Why Banning Peat is a Step in the Right Direction
Countless environmental associations, informed plant parents, and gardening groups have pushed for the banning of peat-based products for decades because of the harmful processes surrounding peat bogs. The land dedicated to this product are the largest source of carbon storage on land and they naturally emit tonnes of CO2 into our atmosphere, a number which greatly increases when the peat itself is harvested.
The product of peat products is also incredibly problematic; peat moss, the resulting substrate in our soil mixtures, takes anywhere between 15 and 25 years to completely develop and be ready for harvest. In the past, the amount of time it has taken us to grow and harvest this substrate was largely wasteful because it could have been dedicated to other alternatives that grow at a quicker rate, work just as well, and are better for the environment overall.

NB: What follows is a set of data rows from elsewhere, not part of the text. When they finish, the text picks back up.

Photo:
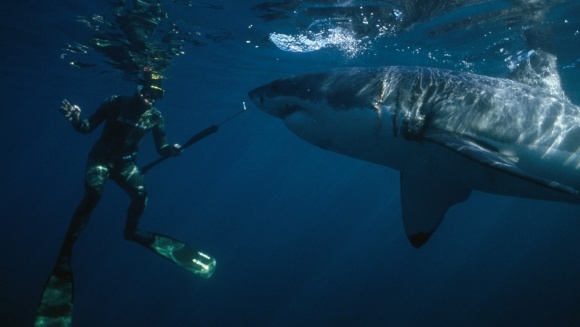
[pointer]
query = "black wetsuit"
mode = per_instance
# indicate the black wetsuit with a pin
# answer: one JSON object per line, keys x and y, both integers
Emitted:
{"x": 127, "y": 121}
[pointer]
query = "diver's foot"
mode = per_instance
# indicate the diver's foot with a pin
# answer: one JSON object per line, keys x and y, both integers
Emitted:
{"x": 63, "y": 267}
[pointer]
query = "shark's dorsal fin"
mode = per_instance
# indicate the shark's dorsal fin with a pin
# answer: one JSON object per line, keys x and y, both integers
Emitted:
{"x": 425, "y": 197}
{"x": 539, "y": 70}
{"x": 485, "y": 155}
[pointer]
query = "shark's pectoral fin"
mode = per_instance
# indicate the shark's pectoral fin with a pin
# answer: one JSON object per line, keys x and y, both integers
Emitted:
{"x": 425, "y": 197}
{"x": 487, "y": 155}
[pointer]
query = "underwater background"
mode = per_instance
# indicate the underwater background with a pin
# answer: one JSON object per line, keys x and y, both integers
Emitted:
{"x": 302, "y": 236}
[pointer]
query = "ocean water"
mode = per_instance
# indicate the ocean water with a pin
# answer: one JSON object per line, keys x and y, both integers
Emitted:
{"x": 302, "y": 236}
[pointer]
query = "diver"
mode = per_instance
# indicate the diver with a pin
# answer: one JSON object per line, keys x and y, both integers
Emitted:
{"x": 127, "y": 121}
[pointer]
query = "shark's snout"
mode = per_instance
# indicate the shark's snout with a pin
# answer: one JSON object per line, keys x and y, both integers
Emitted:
{"x": 256, "y": 95}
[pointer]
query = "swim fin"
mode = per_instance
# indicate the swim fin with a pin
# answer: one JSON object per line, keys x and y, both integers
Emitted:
{"x": 56, "y": 306}
{"x": 176, "y": 251}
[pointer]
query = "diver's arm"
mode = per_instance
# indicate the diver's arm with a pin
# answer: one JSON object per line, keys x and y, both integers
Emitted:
{"x": 73, "y": 114}
{"x": 164, "y": 149}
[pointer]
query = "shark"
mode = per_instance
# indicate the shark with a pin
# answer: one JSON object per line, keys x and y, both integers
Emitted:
{"x": 447, "y": 132}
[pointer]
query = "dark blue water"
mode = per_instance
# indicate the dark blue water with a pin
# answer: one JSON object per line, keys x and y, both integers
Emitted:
{"x": 302, "y": 237}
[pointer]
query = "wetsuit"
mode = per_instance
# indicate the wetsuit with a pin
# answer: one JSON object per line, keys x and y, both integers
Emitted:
{"x": 127, "y": 121}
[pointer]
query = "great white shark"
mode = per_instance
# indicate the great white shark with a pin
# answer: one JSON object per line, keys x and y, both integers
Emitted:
{"x": 447, "y": 132}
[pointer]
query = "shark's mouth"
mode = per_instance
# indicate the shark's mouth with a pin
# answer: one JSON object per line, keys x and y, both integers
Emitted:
{"x": 289, "y": 110}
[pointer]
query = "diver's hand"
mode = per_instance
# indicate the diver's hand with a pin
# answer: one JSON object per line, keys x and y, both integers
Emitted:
{"x": 172, "y": 150}
{"x": 70, "y": 112}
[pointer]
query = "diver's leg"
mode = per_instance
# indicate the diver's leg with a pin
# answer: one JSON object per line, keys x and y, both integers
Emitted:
{"x": 95, "y": 178}
{"x": 131, "y": 180}
{"x": 56, "y": 305}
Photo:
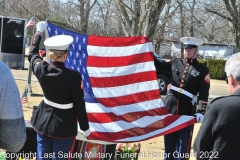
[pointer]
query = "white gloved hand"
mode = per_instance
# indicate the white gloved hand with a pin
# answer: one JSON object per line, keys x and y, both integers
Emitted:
{"x": 41, "y": 26}
{"x": 199, "y": 117}
{"x": 85, "y": 133}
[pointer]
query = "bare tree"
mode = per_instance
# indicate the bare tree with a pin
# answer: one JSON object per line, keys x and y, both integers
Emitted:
{"x": 141, "y": 17}
{"x": 232, "y": 15}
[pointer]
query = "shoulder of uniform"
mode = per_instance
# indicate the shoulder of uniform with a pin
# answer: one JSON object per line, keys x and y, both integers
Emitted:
{"x": 219, "y": 98}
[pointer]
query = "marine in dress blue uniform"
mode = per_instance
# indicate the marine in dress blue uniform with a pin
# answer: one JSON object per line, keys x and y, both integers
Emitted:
{"x": 188, "y": 78}
{"x": 63, "y": 107}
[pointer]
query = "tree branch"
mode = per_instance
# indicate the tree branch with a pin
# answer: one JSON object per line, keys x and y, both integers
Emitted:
{"x": 123, "y": 4}
{"x": 219, "y": 14}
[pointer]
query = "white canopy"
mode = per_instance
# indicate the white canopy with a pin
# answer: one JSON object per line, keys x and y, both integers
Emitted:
{"x": 206, "y": 51}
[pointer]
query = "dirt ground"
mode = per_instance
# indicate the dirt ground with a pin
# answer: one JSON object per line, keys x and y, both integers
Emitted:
{"x": 152, "y": 149}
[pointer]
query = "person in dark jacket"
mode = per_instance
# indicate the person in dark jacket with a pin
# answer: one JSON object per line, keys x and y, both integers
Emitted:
{"x": 56, "y": 117}
{"x": 188, "y": 78}
{"x": 218, "y": 137}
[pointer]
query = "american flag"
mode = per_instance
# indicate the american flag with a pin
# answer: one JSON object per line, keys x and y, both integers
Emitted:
{"x": 122, "y": 96}
{"x": 23, "y": 97}
{"x": 31, "y": 22}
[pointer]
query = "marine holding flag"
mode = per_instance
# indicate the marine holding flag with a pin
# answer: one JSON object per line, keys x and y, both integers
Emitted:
{"x": 55, "y": 119}
{"x": 188, "y": 78}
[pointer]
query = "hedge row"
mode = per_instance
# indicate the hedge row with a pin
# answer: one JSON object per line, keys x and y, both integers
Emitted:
{"x": 216, "y": 68}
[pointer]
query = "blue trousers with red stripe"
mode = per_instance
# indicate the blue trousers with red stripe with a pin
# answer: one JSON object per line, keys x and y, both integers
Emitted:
{"x": 54, "y": 148}
{"x": 178, "y": 144}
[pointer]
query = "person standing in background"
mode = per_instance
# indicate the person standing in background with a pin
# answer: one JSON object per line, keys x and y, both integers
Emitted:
{"x": 63, "y": 107}
{"x": 218, "y": 137}
{"x": 12, "y": 124}
{"x": 188, "y": 78}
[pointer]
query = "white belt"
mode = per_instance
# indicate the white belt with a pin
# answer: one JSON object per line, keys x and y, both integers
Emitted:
{"x": 60, "y": 106}
{"x": 180, "y": 90}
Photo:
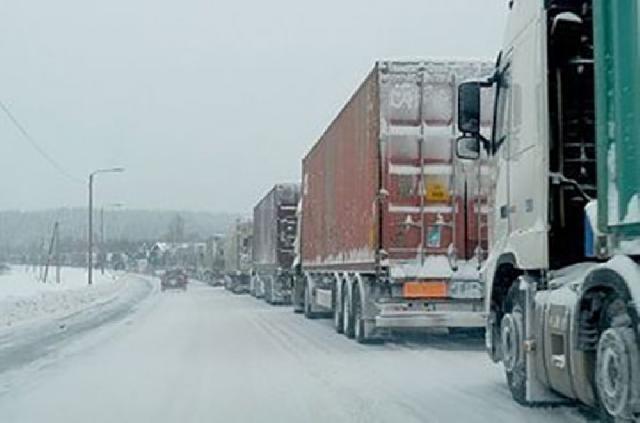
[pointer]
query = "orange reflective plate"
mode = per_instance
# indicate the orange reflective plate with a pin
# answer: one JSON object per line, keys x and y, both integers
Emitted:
{"x": 424, "y": 290}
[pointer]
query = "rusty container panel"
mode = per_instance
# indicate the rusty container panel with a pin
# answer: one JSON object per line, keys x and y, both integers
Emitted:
{"x": 426, "y": 213}
{"x": 238, "y": 248}
{"x": 383, "y": 182}
{"x": 340, "y": 185}
{"x": 274, "y": 228}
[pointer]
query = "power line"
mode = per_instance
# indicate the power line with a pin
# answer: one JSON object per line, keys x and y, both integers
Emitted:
{"x": 35, "y": 145}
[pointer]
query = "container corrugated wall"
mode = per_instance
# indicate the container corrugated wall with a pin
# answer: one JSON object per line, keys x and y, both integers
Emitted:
{"x": 340, "y": 185}
{"x": 383, "y": 176}
{"x": 274, "y": 228}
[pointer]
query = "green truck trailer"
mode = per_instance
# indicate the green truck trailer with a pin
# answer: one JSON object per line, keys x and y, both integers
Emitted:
{"x": 562, "y": 274}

Nurseries Are Already Implementing Changes
Growers across the UK have utilised alternative soil mediums for decades, so many are ahead of this legislation and have begun changing to peat-free mixes. Many of these massive commercial facilities go through unimaginable amounts of soil each year, so their commitment to shifting away from peat will not only help the environment, but it will also help the plants they grow and the people whose plants they bring home!

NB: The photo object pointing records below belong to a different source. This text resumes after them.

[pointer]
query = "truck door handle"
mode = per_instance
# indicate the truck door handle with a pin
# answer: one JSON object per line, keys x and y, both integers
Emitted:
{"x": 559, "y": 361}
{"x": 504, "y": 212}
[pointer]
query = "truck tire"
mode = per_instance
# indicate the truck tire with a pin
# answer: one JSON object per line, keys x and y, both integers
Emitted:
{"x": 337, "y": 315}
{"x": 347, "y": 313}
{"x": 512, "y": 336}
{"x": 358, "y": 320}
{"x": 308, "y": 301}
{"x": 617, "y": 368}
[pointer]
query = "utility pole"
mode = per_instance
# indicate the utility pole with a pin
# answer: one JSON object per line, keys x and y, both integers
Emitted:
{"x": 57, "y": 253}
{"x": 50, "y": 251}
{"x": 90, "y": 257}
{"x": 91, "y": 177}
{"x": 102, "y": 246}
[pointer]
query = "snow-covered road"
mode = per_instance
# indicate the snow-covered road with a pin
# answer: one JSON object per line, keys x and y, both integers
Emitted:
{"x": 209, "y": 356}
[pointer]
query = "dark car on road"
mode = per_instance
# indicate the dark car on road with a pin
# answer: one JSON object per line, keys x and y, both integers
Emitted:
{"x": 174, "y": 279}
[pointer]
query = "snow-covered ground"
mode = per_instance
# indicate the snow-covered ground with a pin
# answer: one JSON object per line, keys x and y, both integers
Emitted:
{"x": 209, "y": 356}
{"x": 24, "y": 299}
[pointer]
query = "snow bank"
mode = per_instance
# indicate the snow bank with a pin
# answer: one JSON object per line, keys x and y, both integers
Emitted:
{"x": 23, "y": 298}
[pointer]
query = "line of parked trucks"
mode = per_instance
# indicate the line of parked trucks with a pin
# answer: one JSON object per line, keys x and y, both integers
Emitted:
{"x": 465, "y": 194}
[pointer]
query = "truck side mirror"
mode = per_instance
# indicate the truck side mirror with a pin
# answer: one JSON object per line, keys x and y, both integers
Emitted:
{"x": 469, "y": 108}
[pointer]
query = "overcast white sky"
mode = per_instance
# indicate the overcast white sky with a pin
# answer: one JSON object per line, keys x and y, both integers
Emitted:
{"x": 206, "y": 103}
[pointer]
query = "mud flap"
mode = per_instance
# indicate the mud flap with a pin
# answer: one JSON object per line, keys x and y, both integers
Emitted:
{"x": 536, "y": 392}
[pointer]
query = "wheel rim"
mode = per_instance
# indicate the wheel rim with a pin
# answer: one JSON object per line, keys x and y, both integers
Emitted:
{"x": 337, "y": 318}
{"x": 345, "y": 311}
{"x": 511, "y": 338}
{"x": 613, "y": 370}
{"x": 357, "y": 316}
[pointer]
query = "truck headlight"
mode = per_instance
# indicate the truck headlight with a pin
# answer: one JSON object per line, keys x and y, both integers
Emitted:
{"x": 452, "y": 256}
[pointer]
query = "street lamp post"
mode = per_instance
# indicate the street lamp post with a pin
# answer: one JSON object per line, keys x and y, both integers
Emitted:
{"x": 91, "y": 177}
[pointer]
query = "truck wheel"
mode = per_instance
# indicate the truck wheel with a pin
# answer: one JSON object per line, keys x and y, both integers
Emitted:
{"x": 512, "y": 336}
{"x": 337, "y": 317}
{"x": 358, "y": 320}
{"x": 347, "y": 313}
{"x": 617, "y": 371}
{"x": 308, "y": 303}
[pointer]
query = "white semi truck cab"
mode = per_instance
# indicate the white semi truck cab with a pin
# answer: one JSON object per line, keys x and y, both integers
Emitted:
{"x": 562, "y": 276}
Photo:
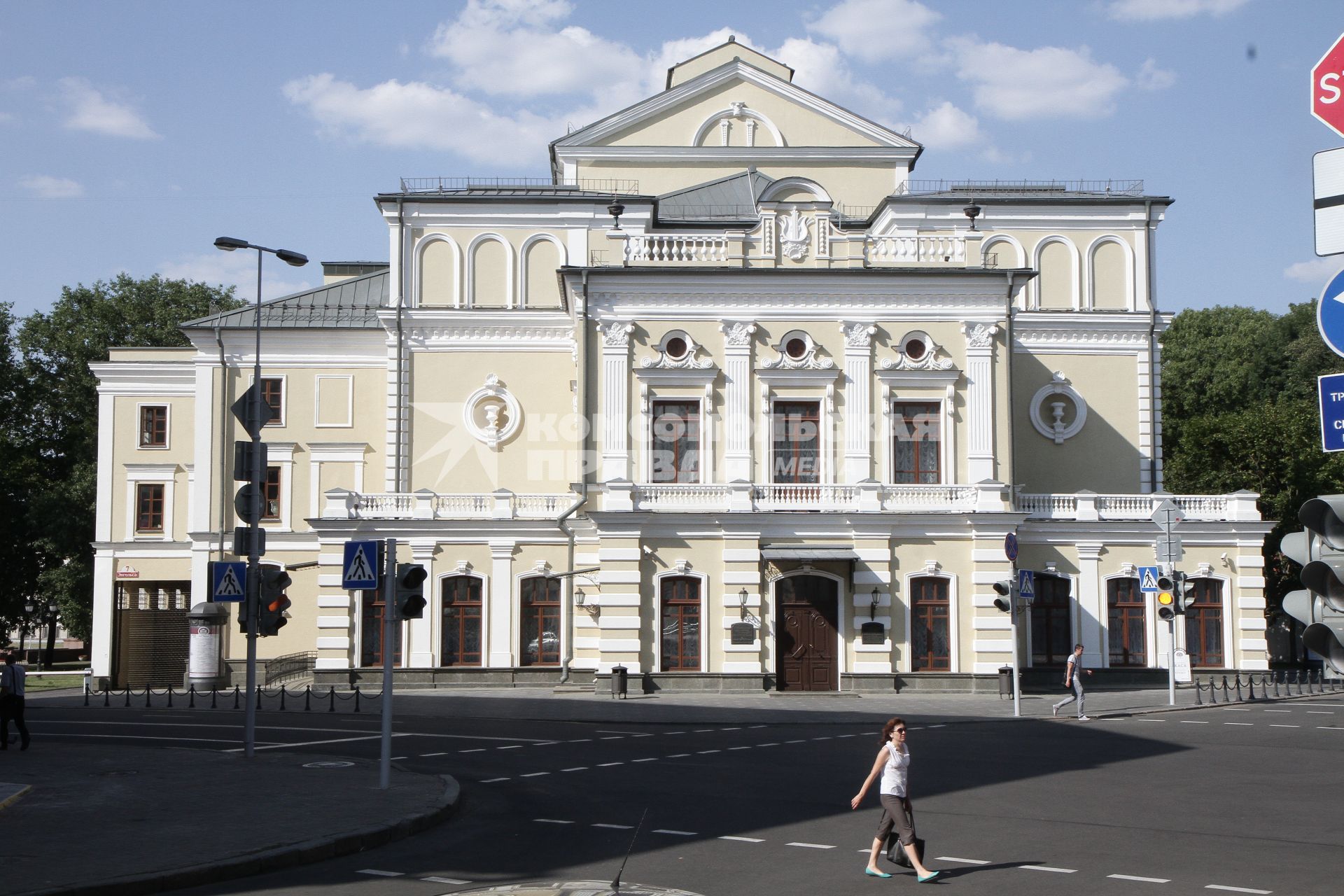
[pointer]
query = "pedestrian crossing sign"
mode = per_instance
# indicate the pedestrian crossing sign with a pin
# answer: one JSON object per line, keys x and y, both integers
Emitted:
{"x": 227, "y": 582}
{"x": 359, "y": 570}
{"x": 1148, "y": 578}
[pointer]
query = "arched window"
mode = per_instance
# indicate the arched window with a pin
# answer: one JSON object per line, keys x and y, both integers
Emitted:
{"x": 680, "y": 602}
{"x": 1205, "y": 624}
{"x": 461, "y": 610}
{"x": 539, "y": 608}
{"x": 1126, "y": 610}
{"x": 1051, "y": 641}
{"x": 930, "y": 637}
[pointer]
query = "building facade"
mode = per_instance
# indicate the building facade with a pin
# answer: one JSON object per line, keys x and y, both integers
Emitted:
{"x": 729, "y": 400}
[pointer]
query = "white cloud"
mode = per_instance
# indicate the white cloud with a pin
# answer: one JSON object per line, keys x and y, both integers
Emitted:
{"x": 49, "y": 187}
{"x": 237, "y": 270}
{"x": 876, "y": 30}
{"x": 92, "y": 111}
{"x": 1049, "y": 83}
{"x": 422, "y": 115}
{"x": 1152, "y": 78}
{"x": 1317, "y": 270}
{"x": 1154, "y": 10}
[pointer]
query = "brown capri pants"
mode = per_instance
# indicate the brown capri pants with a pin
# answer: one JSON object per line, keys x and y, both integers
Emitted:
{"x": 897, "y": 813}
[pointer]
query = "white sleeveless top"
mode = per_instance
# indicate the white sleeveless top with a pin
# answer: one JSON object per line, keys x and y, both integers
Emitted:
{"x": 894, "y": 773}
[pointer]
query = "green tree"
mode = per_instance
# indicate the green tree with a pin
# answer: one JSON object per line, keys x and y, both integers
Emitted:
{"x": 57, "y": 351}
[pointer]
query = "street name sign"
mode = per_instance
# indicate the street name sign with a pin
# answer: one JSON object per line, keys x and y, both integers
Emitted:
{"x": 227, "y": 580}
{"x": 1332, "y": 412}
{"x": 1328, "y": 200}
{"x": 1148, "y": 578}
{"x": 359, "y": 568}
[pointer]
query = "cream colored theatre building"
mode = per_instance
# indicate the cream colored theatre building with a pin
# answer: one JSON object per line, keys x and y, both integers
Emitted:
{"x": 729, "y": 400}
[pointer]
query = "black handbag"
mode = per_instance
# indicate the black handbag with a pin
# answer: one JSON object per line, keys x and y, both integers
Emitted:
{"x": 897, "y": 850}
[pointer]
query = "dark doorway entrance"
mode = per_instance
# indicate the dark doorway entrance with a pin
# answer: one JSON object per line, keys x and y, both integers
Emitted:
{"x": 806, "y": 626}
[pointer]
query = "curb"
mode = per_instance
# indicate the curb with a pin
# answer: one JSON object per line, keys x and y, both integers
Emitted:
{"x": 269, "y": 860}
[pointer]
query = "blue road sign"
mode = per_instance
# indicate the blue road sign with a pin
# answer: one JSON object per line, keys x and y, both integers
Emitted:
{"x": 1027, "y": 584}
{"x": 1329, "y": 314}
{"x": 1332, "y": 412}
{"x": 227, "y": 582}
{"x": 359, "y": 568}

PEAT FREE RANGE OF PLANTS COMING SOON TO PRETTY CACTUS
Peat Alternatives You Can Use at Home
Although peat is still the most prevalent potting medium you can find on the market, peat-free alternatives are becoming more and more popular and available. While peat is often used as a soil amendment, Coco Coir (aka coconut coir) is a great substitute that can be used as an amendment or a standalone soil mix, as well. This option is beneficial to all plants because its devoid of many nutrients and can be seen as a blank slate that you can add anything to, depending upon your plants’ needs.
Compost is another wonderful alternative to peat, especially when you consider the fact that you can DIY your own mixture and save yourself some money! This nutrient-rich substrate is completely organic and full of microbes that help plants grow stronger and healthier. While bags of this decomposed product can be found in most places, utilising an at-home composting machine and some food scraps can help you break down materials to later become the home of your next newest plant.